I am calculating the SNP effect with plink2, I used the external phenotype instead of inside the fam file and the same file (with other columns) as the covariate file. May I ask why when I used the first code below with covariates as columns 7 to 11, it results in this message and then stopped while it can go through the other 2 codes for column 11 separately and columns 7-10. Is there any problem with the combination of covariates?
Start time: Mon Jan 21 19:25:22 2019
257682 MB RAM detected; reserving 128841 MB for main workspace.

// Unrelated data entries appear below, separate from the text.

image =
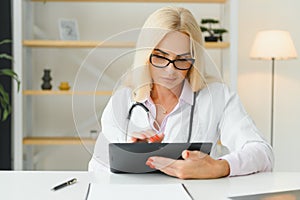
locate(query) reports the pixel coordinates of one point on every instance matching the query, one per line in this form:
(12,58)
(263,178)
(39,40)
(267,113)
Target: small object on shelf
(46,80)
(215,34)
(68,29)
(64,86)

Using up to 4 compute threads.
284516 samples (0 females, 0 males, 284516 ambiguous; 284516 founders) loaded
from ukbb_dis.fam.
1133273 variants loaded from ukbb_dis.bim.
1 quantitative phenotype loaded (284516 values).
3 covariates loaded from phenotype_dis.pheno.
Warning: Skipping --glm regression on phenotype 'PHENO1' since variance
inflation factor for covariate 'COVAR1' is too high. You may want to remove
redundant covariates and try again.
End time: Mon Jan 21 19:25:23 2019
First code which produced the above error:
./plink2 --bfile ukbb_dis --pheno phenotype_dis.pheno --pheno-col-nums 6 --covar phenotype_dis.pheno --covar-number 7-11 --input-missing-phenotype -10000000 --linear --adjust --out assoc_SNP_height_linear_plink2 --threads 4
The other 2 codes which work fine:
./plink2 --bfile ukbb_dis --pheno phenotype_dis.pheno --pheno-col-nums 6 --covar phenotype_dis.pheno --covar-number 7-10 --input-missing-phenotype -10000000 --linear --adjust --out assoc_SNP_height_linear_plink2 --threads 4
Or
./plink2 --bfile ukbb_dis --pheno phenotype_dis.pheno --pheno-col-nums 6 --covar phenotype_dis.pheno --covar-number 11 --input-missing-phenotype -10000000 --linear --adjust --out assoc_SNP_height_linear_plink2 --threads 4
These last 2 codes work with the current output below, it would take really long time
Start time: Mon Jan 21 19:46:53 2019
257682 MB RAM detected; reserving 128841 MB for main workspace.
Using up to 4 compute threads.
284516 samples (0 females, 0 males, 284516 ambiguous; 284516 founders) loaded
from ukbb_dis.fam.
1133273 variants loaded from ukbb_dis.bim.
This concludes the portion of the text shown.